Spirituality has become a growing trend, especially on social media. Terms like “WitchTok,” “Reiki,” or “tarot reading” are widely searched and have collectively reached tens of billions of views. On platforms like TikTok, Instagram, and YouTube, spiritual content is more popular than ever. The hashtag #witchtok alone has surpassed over 30 billion views on TikTok, while #reiki and #tarot have each accumulated several billion more.
This development gained significant momentum during the COVID-19 pandemic, when social contact was restricted and people were confined to their homes due to lockdowns and distancing measures. One noticeable result was the surge of Reiki videos online.
Reiki is a form of energy healing with roots in Eastern traditions. Practitioners—often referred to as Reiki masters—work with the idea of energy centers, or chakras, within the body. The underlying belief is that when energy flows freely again, emotional or physical blockages can be released.
In many online formats, Reiki is presented as something that can work across distance and time. In other words, its effects are believed to remain intact even through a screen.
For many people during isolation, this became a form of substitute connection. A Reiki session via video often includes direct, personal communication, calming music, affirmations, and slow, deliberate hand movements. It creates an atmosphere of care and attention—sometimes combined with explicit promises of healing: Reiki for migraines, for instant happiness, for financial abundance, or even for breaking curses.
In essence, it becomes a replacement for positive social interaction—paired with the suggestion of a solution for almost any problem. The underlying message is simple: someone is taking care of you.
This is not a critique of spirituality itself, but of the way it is increasingly packaged, marketed, and sold.
Over time, the promises attached to these practices have expanded. Content that draws on mystical, magical, or occult elements is no longer niche—it has become mainstream. Practices such as tarot reading, manifestation rituals, deity work, or “cord cutting” are widely consumed, with certain themes like removing “money blocks” gaining particular popularity.
What this reveals is not just a trend—but a growing need. People are engaging more than ever with fundamental questions of meaning—and they are searching for answers.
The question of life’s purpose has not disappeared. It has become more complex. Traditional markers of stability—career, income, property, family—no longer provide the same sense of certainty. People are confronted with a fragile global reality, personal crises, and very real existential fears. Simple answers no longer seem sufficient.
As social, cultural, familial, and political structures shift, many people lose their sense of orientation. The external frameworks that once provided stability are no longer reliable.
And where orientation is lost, quick solutions will always emerge—often promising much, and costing more.

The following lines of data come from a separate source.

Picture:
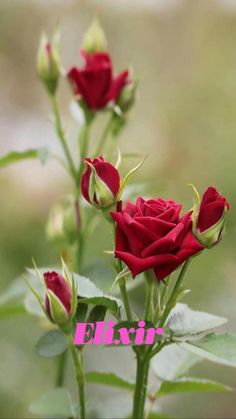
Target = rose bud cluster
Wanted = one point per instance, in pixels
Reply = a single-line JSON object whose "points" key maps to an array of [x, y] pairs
{"points": [[61, 226], [95, 83], [100, 183], [209, 217], [48, 63]]}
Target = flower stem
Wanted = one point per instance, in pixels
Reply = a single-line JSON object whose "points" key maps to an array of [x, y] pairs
{"points": [[104, 137], [60, 377], [142, 354], [77, 356], [61, 136], [172, 299], [123, 291], [140, 386], [150, 286]]}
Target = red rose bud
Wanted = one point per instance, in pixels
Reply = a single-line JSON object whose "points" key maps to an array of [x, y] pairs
{"points": [[61, 298], [209, 217], [94, 38], [127, 97], [48, 63], [152, 234], [100, 183], [95, 83]]}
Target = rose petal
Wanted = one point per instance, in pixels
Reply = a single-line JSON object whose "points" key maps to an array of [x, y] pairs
{"points": [[138, 265]]}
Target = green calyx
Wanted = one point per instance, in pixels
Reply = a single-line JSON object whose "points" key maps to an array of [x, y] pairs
{"points": [[94, 38], [48, 62], [98, 189]]}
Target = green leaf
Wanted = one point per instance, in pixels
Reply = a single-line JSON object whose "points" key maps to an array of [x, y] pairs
{"points": [[188, 385], [54, 404], [108, 379], [51, 344], [112, 304], [172, 362], [15, 292], [86, 288], [219, 348], [81, 312], [16, 156], [11, 300], [184, 321]]}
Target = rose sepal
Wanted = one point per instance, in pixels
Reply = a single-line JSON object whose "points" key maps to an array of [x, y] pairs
{"points": [[94, 38], [212, 235], [105, 198]]}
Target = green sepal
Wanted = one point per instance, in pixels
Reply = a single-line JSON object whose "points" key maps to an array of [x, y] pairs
{"points": [[48, 63], [58, 313], [94, 38]]}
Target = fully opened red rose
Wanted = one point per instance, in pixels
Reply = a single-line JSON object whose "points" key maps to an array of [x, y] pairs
{"points": [[95, 82], [151, 234]]}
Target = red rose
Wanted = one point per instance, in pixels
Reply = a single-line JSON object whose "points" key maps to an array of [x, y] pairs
{"points": [[59, 288], [100, 182], [152, 235], [209, 219], [95, 83]]}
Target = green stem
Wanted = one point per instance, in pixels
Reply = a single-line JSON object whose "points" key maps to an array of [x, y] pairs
{"points": [[83, 147], [123, 291], [140, 386], [61, 136], [104, 137], [77, 356], [150, 286], [172, 299], [61, 368]]}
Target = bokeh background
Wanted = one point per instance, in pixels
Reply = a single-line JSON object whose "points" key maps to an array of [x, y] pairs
{"points": [[184, 53]]}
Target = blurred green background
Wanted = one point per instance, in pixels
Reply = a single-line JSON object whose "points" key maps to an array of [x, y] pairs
{"points": [[184, 53]]}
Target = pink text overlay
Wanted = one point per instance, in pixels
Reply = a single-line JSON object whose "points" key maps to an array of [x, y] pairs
{"points": [[107, 333]]}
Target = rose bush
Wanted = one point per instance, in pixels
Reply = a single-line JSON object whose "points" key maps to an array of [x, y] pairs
{"points": [[95, 83], [152, 234]]}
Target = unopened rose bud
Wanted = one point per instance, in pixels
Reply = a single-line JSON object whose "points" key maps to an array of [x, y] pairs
{"points": [[61, 298], [94, 38], [209, 218], [48, 63], [100, 183], [125, 102]]}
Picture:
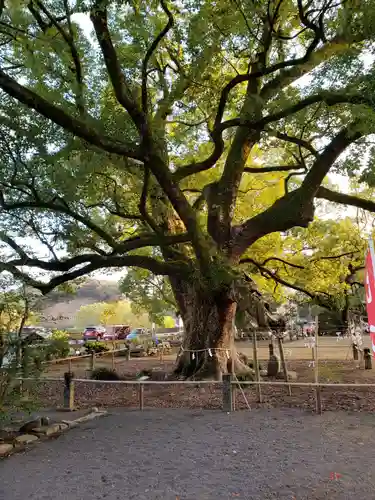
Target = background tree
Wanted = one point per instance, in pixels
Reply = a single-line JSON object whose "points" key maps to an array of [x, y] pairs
{"points": [[133, 147], [115, 313]]}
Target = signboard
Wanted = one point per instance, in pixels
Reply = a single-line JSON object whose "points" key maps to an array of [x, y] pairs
{"points": [[370, 292]]}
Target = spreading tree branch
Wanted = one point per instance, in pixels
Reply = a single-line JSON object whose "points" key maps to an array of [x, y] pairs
{"points": [[70, 123], [345, 199], [94, 262], [121, 87], [150, 52]]}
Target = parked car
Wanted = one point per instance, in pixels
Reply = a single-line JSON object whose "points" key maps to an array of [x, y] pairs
{"points": [[122, 331], [135, 333], [117, 332], [94, 333]]}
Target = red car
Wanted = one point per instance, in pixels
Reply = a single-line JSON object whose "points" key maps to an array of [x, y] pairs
{"points": [[119, 332], [94, 333]]}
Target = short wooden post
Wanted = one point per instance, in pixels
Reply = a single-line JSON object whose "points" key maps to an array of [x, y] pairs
{"points": [[355, 352], [92, 362], [318, 400], [256, 366], [227, 393], [367, 358], [283, 363], [69, 391], [141, 396], [233, 387]]}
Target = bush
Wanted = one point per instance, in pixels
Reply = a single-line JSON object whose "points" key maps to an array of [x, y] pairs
{"points": [[104, 374], [95, 347], [251, 365]]}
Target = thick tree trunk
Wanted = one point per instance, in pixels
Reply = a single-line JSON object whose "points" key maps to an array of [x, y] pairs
{"points": [[208, 344]]}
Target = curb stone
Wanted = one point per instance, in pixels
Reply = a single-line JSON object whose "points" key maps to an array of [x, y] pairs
{"points": [[46, 432]]}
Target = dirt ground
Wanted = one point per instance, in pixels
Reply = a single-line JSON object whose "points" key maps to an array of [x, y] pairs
{"points": [[335, 366], [328, 349]]}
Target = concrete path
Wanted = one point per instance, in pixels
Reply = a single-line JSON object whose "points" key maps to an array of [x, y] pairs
{"points": [[187, 455]]}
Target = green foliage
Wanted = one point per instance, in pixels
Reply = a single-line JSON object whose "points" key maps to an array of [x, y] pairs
{"points": [[71, 190], [95, 347], [104, 374]]}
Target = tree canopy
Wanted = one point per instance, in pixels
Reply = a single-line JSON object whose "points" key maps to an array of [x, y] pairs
{"points": [[190, 140]]}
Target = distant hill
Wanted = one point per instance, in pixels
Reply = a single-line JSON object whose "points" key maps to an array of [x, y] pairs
{"points": [[58, 309]]}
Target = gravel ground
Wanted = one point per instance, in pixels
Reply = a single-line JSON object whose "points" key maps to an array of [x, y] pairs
{"points": [[201, 455]]}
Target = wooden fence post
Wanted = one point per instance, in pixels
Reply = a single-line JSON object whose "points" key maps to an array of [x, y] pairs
{"points": [[227, 393], [113, 359], [69, 391], [367, 358], [283, 363], [256, 366], [316, 370], [92, 362], [355, 352], [141, 396]]}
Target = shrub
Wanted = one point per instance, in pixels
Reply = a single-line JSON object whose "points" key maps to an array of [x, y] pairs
{"points": [[251, 365], [104, 374], [95, 347]]}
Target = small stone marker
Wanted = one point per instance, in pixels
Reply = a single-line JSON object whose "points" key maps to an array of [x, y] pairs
{"points": [[31, 425], [26, 439], [367, 358], [273, 363]]}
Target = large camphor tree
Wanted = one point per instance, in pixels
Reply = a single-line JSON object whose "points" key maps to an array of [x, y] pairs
{"points": [[145, 134]]}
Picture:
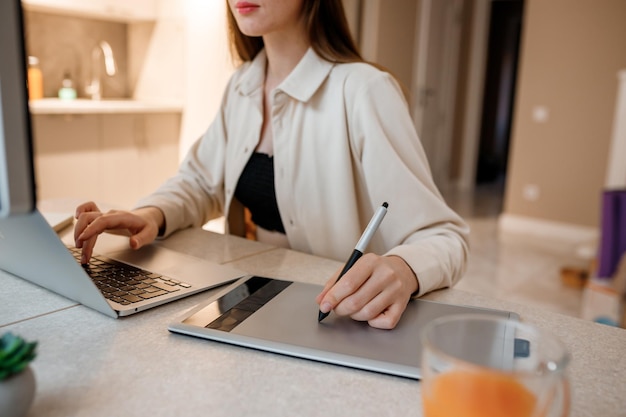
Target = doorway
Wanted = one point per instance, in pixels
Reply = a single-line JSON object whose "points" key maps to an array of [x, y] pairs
{"points": [[499, 91]]}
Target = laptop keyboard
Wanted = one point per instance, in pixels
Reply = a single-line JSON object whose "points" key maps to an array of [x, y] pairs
{"points": [[126, 284]]}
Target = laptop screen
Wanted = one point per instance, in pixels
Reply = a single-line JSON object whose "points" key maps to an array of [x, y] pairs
{"points": [[17, 187]]}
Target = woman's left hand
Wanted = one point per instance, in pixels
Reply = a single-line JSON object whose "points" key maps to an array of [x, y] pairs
{"points": [[376, 289]]}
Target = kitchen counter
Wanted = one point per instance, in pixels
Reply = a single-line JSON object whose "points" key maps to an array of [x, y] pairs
{"points": [[105, 106]]}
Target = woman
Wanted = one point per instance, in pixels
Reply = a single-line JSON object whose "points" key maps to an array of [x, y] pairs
{"points": [[311, 140]]}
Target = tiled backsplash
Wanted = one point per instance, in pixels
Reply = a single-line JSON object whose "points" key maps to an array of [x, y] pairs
{"points": [[65, 43]]}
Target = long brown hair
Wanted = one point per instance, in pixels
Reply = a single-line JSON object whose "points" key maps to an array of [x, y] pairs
{"points": [[327, 28]]}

Individual sessions for tarot, energy healing, or Reiki frequently range between $50 and $300 or more per hour. At the same time, it is easily overlooked that real-life financial struggles cannot be resolved through a remote session or rituals aimed at “breaking generational curses.”
The concerns people bring into these spaces are real—but their causes are often rooted in material conditions: socioeconomic position, environment, mental and physical health, and overall life circumstances. These are not issues that can be resolved in five minutes, or even within a paid session.
And yet, these services are still sought out—because they offer something that has become increasingly rare in everyday life: the feeling that someone genuinely cares.

They create a sense of comfort, of being understood, of arriving—if only for a moment—in an otherwise overwhelming world.
What is being sold is not solutions, but emotions: closeness, hope, control.
And above all, they address one of the most pressing experiences of our time: loneliness.
In the United States, around one in two adults report feeling lonely on a regular basis. This reveals that the issue goes far beyond a search for meaning.
What is being offered is a gesture—a hand reaching out, a promise. Simple, comforting, and easy to accept.
The real product is not spirituality itself, but the regulation of inner pain: a way to soothe loneliness, to cope with constant overwhelm, and to regain a sense of control in an increasingly chaotic world.
Because when spirituality becomes a commodity—something to be consumed—it ultimately promises one thing:
that everything will somehow be okay.